5. A simplified soil quartering treatment device according to claim 4, characterized in that: The base (10) has multiple fixed seats (12) and fixed blocks (15) fixedly connected to its top, and each fixed seat (12) has a rotating shaft (13) rotatably connected inside.
6. A simplified soil quartering treatment device according to claim 5, characterized in that: The outer wall of each of the rotating shafts (13) is fixedly connected to the inside of the connecting plate two (14), and each of the connecting plate two (14) has a groove two (16) inside.
7. A simplified soil quartering treatment device according to claim 6, characterized in that: The bottom of the second connecting plate (14) is in contact with the top of the first connecting plate (11) and the fixing block (15).

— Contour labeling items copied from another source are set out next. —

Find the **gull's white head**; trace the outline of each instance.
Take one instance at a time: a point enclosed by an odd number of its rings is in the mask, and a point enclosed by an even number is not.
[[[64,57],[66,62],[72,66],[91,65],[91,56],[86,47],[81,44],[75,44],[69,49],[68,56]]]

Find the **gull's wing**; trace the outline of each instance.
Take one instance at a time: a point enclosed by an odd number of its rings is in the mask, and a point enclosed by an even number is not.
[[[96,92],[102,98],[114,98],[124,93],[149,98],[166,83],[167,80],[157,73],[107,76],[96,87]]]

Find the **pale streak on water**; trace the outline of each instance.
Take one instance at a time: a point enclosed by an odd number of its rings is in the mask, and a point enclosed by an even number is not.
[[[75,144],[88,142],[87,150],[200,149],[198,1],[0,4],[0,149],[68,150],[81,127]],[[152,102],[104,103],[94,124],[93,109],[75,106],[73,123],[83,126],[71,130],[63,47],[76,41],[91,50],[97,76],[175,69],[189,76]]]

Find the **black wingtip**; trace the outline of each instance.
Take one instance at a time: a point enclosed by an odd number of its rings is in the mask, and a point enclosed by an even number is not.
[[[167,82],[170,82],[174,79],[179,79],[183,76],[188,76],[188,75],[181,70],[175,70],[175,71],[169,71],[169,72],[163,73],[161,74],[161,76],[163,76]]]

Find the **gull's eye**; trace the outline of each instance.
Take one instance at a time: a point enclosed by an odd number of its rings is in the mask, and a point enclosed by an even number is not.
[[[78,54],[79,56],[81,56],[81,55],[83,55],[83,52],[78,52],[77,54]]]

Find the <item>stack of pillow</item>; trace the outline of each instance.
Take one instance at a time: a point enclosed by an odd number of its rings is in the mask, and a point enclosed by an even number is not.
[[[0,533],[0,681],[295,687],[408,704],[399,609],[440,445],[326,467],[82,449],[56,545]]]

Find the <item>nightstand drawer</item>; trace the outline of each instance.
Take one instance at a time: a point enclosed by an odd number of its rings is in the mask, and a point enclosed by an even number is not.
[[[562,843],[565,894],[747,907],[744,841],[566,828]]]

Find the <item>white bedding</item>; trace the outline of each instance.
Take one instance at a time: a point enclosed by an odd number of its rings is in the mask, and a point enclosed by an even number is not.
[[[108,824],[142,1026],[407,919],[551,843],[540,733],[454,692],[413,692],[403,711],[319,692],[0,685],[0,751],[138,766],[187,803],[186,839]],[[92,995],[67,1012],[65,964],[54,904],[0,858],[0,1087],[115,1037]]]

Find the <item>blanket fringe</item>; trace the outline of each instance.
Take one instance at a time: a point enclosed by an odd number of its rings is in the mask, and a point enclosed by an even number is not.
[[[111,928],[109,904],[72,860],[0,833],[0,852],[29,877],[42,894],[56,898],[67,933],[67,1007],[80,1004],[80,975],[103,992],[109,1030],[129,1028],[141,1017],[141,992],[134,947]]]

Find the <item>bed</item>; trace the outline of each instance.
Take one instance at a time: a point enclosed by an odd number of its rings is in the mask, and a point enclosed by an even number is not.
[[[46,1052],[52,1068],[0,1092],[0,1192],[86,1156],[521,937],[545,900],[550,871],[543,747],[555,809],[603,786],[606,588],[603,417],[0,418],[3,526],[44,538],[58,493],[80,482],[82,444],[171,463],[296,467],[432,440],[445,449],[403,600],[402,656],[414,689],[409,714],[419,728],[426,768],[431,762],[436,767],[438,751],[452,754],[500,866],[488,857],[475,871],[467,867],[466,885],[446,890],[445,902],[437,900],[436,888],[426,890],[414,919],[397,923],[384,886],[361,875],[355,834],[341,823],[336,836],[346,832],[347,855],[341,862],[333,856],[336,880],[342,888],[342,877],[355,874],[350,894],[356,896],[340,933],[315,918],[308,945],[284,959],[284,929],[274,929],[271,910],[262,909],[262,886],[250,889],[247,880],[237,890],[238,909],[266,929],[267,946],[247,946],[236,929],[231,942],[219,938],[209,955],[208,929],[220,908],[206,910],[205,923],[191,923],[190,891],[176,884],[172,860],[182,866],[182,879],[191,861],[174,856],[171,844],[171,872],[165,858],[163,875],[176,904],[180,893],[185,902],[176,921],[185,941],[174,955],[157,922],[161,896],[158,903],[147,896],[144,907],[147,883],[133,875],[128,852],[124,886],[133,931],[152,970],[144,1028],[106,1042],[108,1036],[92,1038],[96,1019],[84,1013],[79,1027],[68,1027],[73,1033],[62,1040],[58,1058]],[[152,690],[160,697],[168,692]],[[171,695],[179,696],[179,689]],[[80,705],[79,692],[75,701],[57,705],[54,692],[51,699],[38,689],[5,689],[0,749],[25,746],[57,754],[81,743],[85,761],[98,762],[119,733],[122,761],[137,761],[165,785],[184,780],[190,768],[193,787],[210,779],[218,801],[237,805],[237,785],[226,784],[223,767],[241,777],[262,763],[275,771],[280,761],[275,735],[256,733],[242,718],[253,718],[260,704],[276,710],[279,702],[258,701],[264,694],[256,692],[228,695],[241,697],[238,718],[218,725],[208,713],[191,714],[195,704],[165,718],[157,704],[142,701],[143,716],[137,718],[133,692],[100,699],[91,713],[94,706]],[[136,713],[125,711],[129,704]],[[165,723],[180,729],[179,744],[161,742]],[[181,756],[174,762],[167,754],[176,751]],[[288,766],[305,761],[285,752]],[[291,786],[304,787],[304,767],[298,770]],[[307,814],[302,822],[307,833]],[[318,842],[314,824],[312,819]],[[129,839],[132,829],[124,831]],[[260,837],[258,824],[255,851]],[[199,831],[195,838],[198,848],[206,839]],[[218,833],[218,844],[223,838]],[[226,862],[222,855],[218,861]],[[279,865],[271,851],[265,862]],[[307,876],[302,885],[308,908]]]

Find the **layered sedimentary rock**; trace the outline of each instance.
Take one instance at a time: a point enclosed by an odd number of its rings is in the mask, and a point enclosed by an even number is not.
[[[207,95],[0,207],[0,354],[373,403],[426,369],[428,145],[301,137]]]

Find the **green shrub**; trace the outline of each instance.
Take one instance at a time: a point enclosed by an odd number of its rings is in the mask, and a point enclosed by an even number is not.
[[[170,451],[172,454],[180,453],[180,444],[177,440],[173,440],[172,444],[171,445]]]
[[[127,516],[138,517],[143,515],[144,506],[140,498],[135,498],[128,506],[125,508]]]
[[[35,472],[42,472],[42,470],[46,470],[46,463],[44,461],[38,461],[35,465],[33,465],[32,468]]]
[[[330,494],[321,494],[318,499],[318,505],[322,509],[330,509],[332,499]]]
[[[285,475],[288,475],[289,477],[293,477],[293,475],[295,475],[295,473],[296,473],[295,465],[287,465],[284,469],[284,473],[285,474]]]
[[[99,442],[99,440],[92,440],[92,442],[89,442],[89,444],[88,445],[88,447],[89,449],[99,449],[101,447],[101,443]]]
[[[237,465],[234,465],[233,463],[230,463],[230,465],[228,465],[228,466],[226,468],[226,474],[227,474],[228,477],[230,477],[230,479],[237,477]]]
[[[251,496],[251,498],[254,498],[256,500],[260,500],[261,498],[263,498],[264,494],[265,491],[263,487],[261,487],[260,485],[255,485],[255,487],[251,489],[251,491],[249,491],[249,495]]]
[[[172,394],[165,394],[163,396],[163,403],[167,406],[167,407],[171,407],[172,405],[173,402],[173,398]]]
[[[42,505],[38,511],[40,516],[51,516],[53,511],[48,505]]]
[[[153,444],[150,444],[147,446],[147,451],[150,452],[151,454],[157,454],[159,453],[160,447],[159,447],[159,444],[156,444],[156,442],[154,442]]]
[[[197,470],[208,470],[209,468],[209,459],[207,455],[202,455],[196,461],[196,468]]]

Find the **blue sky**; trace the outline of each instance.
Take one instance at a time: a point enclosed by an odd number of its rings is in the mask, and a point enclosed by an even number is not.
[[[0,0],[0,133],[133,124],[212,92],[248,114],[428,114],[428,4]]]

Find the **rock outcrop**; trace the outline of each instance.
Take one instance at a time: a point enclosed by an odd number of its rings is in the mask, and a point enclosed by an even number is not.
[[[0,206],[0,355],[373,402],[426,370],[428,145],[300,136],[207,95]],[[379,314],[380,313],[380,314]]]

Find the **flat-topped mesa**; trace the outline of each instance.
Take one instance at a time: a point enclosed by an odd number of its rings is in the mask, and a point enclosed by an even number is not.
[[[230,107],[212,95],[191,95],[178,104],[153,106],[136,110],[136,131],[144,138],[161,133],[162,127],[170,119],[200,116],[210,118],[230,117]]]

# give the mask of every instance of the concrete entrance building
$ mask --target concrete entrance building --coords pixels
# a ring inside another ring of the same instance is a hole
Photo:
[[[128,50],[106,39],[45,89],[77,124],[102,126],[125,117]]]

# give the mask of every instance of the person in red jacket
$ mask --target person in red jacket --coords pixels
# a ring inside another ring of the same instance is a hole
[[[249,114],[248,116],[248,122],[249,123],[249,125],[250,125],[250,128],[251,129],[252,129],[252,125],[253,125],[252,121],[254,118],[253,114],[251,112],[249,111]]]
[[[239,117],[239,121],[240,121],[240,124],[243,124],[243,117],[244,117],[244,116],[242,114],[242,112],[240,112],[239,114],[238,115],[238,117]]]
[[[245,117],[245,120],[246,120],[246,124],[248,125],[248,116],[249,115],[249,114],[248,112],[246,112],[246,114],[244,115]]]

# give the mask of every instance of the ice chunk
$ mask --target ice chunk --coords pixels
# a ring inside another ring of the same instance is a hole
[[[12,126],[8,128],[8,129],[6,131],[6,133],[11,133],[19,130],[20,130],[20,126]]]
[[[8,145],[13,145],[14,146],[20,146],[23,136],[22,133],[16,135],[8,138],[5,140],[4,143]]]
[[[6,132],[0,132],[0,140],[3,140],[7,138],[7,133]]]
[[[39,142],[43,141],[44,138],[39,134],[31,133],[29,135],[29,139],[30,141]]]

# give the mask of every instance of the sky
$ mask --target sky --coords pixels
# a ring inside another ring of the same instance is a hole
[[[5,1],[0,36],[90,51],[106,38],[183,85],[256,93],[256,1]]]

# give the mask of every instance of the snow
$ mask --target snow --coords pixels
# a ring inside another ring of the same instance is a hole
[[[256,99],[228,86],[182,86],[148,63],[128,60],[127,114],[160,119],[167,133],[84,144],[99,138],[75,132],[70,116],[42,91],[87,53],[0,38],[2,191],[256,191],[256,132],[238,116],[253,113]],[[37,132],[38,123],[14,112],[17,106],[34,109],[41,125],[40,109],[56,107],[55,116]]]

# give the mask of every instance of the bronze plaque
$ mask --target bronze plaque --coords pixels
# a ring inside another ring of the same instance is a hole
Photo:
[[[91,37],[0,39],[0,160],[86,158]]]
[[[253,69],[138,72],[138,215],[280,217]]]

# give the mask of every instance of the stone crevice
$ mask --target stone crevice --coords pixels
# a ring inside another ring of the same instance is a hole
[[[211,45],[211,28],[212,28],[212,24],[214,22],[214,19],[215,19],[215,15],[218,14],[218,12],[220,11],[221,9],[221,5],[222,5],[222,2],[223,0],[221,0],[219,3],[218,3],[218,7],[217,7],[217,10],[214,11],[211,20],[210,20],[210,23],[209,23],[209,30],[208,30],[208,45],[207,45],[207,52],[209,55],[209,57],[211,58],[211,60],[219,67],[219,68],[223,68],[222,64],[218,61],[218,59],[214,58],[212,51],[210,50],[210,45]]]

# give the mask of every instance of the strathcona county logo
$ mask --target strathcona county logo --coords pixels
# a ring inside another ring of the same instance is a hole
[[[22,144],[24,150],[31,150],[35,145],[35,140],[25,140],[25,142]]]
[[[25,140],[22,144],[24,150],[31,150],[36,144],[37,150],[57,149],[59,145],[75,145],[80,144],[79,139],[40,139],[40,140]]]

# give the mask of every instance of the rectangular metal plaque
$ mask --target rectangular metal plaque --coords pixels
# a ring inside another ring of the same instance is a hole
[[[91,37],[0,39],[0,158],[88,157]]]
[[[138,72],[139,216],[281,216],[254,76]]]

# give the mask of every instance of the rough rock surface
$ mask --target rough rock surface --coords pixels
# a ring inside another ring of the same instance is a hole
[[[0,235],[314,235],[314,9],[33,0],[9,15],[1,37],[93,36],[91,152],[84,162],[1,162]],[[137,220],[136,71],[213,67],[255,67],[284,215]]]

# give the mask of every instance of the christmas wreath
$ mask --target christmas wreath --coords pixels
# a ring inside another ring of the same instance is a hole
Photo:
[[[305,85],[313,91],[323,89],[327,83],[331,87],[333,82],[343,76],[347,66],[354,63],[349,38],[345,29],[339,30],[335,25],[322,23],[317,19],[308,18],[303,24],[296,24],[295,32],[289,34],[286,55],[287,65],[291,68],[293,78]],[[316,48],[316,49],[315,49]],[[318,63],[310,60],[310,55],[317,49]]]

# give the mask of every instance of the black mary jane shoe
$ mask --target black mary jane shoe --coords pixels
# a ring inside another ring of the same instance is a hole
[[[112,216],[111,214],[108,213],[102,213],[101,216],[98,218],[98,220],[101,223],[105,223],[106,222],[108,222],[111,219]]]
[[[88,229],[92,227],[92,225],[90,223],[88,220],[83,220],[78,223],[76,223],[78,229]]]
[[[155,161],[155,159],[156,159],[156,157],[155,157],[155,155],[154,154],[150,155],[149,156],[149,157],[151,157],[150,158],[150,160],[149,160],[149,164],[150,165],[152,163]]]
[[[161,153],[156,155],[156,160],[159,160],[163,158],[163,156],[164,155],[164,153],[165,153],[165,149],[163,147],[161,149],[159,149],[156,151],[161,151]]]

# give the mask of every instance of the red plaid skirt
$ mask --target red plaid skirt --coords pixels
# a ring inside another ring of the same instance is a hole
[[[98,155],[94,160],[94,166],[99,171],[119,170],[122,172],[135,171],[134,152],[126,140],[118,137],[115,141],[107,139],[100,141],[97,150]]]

Each fixing block (15) has a threaded rod (18) inside, and each threaded rod (18) has a handle (17) fixedly connected to its top.
8. A simplified soil quartering treatment device according to claim 7, characterized in that: The bottom of each of the two handles (17) is attached to the top of the two connecting plates (14), and each of the two connecting plates (14) is slidably connected with a pin (19). One end of each pin (19) passes through the two connecting plates (14) and extends into the interior of the first connecting plate (11).